Bug 1 (forward() shape): _partition_B() overwrites self.static_weight_shape
  to single-partition size. forward() reads N from this corrupted shape and
  divides by partition_N again, returning (M, N_padded_per_part) instead of
  (M, N_full). The Llama model's final vocab GEMM silently operates on a
  truncated vocabulary.

Bug 2 (partition correctness): When partition_N > 1, all 4 runlist entries
  share the same XRT kernel handle and instruction binary (insts.bin). The
  NPU's DMA descriptors bind to buffer addresses from the first invocation
  and are not re-resolved for subsequent entries. Only C_0 (first partition)
  produces correct results; C_1-C_3 read wrong buffer data.

  Each partition works perfectly when run as a standalone GEMM operator with
  its own AIEContext (separate XRT kernel handle + instruction binary).
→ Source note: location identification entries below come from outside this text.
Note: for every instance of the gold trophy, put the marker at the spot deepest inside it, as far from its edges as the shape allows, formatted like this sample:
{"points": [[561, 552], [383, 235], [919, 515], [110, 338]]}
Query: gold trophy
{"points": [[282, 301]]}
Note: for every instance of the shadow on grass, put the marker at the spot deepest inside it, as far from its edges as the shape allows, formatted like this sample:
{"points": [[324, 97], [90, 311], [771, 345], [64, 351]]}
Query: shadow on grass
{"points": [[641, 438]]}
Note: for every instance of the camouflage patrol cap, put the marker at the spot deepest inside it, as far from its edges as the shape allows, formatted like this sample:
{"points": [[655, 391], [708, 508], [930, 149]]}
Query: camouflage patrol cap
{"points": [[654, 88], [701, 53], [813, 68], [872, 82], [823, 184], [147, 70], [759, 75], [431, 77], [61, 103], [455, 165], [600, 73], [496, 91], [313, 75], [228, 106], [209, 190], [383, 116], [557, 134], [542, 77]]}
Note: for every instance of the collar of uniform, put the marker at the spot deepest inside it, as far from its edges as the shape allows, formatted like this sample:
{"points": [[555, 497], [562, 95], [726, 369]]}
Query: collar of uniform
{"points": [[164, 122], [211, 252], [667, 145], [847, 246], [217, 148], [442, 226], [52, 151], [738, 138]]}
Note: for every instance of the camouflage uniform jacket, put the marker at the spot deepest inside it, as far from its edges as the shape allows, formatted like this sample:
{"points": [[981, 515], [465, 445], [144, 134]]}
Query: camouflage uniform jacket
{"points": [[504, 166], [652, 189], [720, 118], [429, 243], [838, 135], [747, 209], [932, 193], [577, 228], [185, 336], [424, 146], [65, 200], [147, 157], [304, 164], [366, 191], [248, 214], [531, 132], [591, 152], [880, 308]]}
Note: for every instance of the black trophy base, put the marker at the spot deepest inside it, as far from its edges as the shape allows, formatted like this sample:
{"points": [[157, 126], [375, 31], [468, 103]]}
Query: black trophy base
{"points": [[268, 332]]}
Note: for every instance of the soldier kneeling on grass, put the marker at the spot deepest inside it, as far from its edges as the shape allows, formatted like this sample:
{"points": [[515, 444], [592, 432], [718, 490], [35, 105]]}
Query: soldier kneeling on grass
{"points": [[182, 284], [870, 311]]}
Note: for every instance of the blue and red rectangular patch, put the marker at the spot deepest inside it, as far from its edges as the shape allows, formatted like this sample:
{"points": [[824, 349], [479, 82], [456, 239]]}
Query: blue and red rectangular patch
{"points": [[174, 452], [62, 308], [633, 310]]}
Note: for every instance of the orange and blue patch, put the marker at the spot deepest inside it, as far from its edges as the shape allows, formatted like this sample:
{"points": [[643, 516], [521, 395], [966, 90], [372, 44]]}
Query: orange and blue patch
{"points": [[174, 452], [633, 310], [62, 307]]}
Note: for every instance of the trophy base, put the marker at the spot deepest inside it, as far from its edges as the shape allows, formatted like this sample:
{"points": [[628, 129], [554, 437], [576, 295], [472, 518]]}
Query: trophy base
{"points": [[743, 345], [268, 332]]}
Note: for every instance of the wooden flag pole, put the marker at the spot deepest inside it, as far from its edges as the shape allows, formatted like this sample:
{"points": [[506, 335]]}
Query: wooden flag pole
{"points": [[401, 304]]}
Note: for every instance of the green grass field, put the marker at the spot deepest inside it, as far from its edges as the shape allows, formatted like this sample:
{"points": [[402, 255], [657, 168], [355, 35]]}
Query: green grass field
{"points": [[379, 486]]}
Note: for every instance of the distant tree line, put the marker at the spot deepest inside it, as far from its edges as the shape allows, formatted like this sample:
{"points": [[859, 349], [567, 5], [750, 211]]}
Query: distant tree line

Impact: The Llama 3.2 1B model's final vocab projection (128256 outputs,
  partition_N=4) produces correct logits only for vocab indices 0-32063.
  The model generates coherent text because common tokens have low indices
  and argmax is noise-tolerant, but output quality is degraded.

No existing test covers partition_N > 1. The Llama app test (test.py) only
  checks returncode == 0 with no output correctness validation.
""")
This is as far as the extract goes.